Hellboy (played by Ron Perlman) is involved here in a Tolkein-like high fantasy. The film suggests there is a war between humans and the mythical creatures like fairies and elves. The adventure is a quest for the pieces of an ancient crown which gives the bearer the power to command a clockwork "golden" army. For most of the film it does not matter what they are looking for, the point is that Hellboy gets into fights to find the thing. The crown is actually the key to the war between humans and the creatures of myth. This is a big concept and one film devoted to the subject might not give del Toro sufficient time to develop the myth of the great crown or the mighty army. But it is not much of even this film. Most of the screen time is spent with Hellboy trying to clobber some great monster or with him sitting around drinking beer after beer and while bonding with his effete fish-man sidekick Abe Sapien. Sapien looks like a fugitive from Rene Laloux's FANTASTIC PLANET. The beer sessions give plenty of opportunity for a product placement of a particular Mexican beer. Hellboy's chief enemy is Prince Nuada (Luke Goss), an evil sorcerer who is tied by an invisible bond to his non-evil sister Princess Nuala (Anna Walton). Any injury to one will afflict both. So nobody wants to hurt Nuada for fear of hurting Nuala. The look for Nuada seems borrowed from Michael Moorcock's Elric.
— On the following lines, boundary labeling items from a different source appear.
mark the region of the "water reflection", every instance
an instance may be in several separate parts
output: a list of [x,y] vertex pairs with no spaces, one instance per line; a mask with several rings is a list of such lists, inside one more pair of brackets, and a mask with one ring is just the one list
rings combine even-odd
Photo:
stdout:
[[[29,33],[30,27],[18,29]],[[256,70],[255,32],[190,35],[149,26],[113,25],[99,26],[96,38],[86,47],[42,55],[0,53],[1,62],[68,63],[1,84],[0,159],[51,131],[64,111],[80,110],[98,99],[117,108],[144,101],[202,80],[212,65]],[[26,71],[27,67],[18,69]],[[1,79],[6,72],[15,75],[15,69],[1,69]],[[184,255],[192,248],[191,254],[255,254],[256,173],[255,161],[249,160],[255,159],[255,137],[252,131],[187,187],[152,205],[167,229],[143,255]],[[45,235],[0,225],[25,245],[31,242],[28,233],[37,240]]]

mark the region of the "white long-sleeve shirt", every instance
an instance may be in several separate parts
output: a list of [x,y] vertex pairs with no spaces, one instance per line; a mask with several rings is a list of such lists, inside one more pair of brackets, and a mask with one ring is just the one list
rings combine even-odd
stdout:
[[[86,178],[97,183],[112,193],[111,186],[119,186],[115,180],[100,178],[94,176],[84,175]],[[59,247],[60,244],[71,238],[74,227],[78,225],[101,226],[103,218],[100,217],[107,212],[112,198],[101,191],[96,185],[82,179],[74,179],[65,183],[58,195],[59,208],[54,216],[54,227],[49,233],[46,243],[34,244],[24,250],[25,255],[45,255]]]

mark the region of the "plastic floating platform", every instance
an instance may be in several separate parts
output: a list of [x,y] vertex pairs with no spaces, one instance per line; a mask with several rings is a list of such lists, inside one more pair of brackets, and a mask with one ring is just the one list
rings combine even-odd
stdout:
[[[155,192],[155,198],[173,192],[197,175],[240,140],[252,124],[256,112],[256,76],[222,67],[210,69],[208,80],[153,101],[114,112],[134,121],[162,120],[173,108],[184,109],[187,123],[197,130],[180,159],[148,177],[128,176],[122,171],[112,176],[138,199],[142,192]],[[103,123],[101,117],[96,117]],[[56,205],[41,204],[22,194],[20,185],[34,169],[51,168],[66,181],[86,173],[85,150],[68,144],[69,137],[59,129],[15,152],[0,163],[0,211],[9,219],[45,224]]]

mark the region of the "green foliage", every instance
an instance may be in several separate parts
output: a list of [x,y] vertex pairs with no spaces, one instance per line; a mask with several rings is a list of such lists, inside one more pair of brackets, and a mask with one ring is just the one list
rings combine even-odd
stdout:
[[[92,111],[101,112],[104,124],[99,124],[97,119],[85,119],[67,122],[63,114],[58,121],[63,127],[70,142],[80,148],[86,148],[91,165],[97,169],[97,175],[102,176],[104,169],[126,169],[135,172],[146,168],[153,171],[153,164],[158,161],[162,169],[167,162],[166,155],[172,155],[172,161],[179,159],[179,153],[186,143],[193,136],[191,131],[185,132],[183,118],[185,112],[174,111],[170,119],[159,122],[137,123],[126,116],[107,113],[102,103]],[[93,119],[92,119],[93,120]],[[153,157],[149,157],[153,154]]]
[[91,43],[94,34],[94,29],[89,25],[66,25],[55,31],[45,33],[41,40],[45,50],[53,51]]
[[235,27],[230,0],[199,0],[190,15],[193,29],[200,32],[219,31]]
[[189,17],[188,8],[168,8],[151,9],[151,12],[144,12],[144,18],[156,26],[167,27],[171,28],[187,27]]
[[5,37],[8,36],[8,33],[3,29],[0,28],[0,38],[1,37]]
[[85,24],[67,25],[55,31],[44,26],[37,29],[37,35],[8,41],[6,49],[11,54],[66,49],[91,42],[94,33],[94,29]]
Part of the pleasure of a del Toro film is in looking for allusions and personal touches. Del Toro seems to have two trademarks that hail back to his first feature film CRONOS. He seems to always have visual imagery of clockwork and some of insects. In this film he goes overboard on the clockwork. There is clockwork under the opening titles. The final fight is on a giant clockwork set. There are no insects but there are small crawly things called "tooth fairies" that stand in for the insects. There is a doff of the hat to Stanley Kubrick and John Landis with an allusion to the mythical and non-existent film SEE YOU NEXT WEDNESDAY.

More touches, good and bad: One might expect that after STAR TREK V a director would think twice about having drunken men bond by singing together, but del Toro tries it here and it still does not add much charm. There are also several shots on TV monitors of the Universal horror films that del Toro likes. There are supposedly scenes set at the famous Giant's Causeway. If so the "causeway" remains off-screen. The film does have a giant, but we are not told if it is supposed to be the legendary Fionn mac Cumhaill (a.k.a. Finn McCool) who supposedly built the causeway. The credit sequence at the end seems to have subliminal messages different from the credits. Perhaps people will want to rent the film to see the credits run by a little more slowly.

The visuals of HELLBOY II: THE GOLDEN ARMY are a triumph of imagination, but the story is more of a failure. I would rate it a +1 on the -4 to +4 scale or 6/10.